In-Context-Learning-Assisted Quality Assessment Vision-Language Models for Metal Additive Manufacturing
Qiaojie Zheng, Jiucai Zhang, Xiaoli Zhang
TL;DR
This work presents in-context learning (ICL) with vision-language models (VLMs) to perform QA on metal additive manufacturing prints without large application-specific datasets. By evaluating six context-sampling strategies across two VLMs (Gemini 2.5 Flash and Gemma 3:27b) and introducing knowledge relevance, rationale validity, and conclusion correctness as evaluative metrics, the study demonstrates that ICL can achieve ML-comparable accuracy while producing human-interpretable rationales. The results reveal model-dependent preferences for context: larger models benefit from many-shot, diverse prompts, whereas smaller models excel with balanced, diverse few-shot prompts. This approach reduces data collection burdens, enhances decision transparency, and provides a framework for evaluating rationale quality in manufacturing QA.
Abstract
Vision-based quality assessment in additive manufacturing often requires dedicated machine learning models and application-specific datasets. However, data collection and model training can be expensive and time-consuming.

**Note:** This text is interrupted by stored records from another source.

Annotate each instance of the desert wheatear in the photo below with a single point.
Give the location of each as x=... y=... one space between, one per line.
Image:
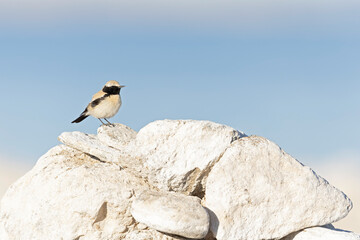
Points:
x=104 y=104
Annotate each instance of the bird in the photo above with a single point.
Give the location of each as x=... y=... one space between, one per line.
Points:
x=104 y=104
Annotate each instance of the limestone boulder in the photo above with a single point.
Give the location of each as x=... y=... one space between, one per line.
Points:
x=257 y=191
x=71 y=195
x=171 y=213
x=179 y=154
x=322 y=233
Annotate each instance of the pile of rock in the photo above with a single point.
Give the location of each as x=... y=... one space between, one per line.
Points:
x=174 y=179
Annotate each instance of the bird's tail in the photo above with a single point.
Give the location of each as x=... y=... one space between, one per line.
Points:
x=82 y=117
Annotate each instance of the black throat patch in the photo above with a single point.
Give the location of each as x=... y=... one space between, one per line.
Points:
x=113 y=90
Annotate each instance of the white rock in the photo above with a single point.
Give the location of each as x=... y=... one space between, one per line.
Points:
x=117 y=136
x=90 y=144
x=69 y=195
x=179 y=153
x=3 y=233
x=322 y=233
x=172 y=213
x=257 y=191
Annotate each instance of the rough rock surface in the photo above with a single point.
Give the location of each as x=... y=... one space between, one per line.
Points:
x=180 y=153
x=70 y=195
x=257 y=191
x=118 y=136
x=322 y=233
x=84 y=190
x=171 y=213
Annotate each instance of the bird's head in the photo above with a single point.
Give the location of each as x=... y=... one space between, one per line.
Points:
x=112 y=87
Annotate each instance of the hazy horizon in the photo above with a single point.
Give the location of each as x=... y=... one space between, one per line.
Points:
x=285 y=70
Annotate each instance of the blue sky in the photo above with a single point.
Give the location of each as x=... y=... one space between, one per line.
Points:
x=285 y=70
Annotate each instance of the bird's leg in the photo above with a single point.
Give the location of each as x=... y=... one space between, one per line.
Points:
x=101 y=121
x=109 y=122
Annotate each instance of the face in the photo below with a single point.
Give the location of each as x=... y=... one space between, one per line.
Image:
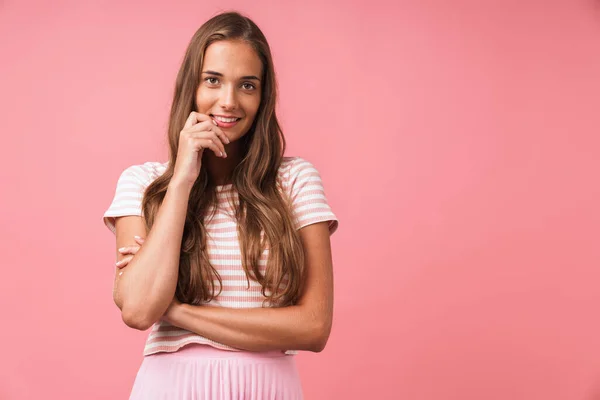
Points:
x=230 y=86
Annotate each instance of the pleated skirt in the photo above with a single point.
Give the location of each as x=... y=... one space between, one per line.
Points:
x=201 y=372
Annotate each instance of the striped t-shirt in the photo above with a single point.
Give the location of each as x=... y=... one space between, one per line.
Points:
x=299 y=179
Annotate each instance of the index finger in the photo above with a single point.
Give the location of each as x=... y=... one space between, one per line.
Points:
x=195 y=117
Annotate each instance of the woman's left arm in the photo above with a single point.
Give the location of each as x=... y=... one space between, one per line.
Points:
x=304 y=326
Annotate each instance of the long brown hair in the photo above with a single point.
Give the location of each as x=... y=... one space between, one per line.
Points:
x=263 y=213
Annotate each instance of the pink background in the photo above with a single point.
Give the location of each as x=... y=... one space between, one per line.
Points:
x=459 y=148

In this paper, we leverage vision-language models' (VLMs') reasoning capabilities to assess the quality of printed parts and introduce in-context learning (ICL) to provide VLMs with necessary application-specific knowledge and demonstration samples. This method eliminates the requirement for large application-specific datasets for training models. We explored different sampling strategies for ICL to search for the optimal configuration that makes use of limited samples. We evaluated these strategies on two VLMs, Gemini-2.5-flash and Gemma3:27b, with quality assessment tasks in wire-laser direct energy deposition processes. The results show that ICL-assisted VLMs can reach quality classification accuracies similar to those of traditional machine learning models while requiring only a minimal number of samples. In addition, unlike traditional classification models that lack transparency, VLMs can generate human-interpretable rationales to enhance trust. Since there are no metrics to evaluate their interpretability in manufacturing applications, we propose two metrics, knowledge relevance and rationale validity, to evaluate the quality of VLMs' supporting rationales. Our results show that ICL-assisted VLMs can address application-specific tasks with limited data, achieving relatively high accuracy while also providing valid supporting rationales for improved decision transparency.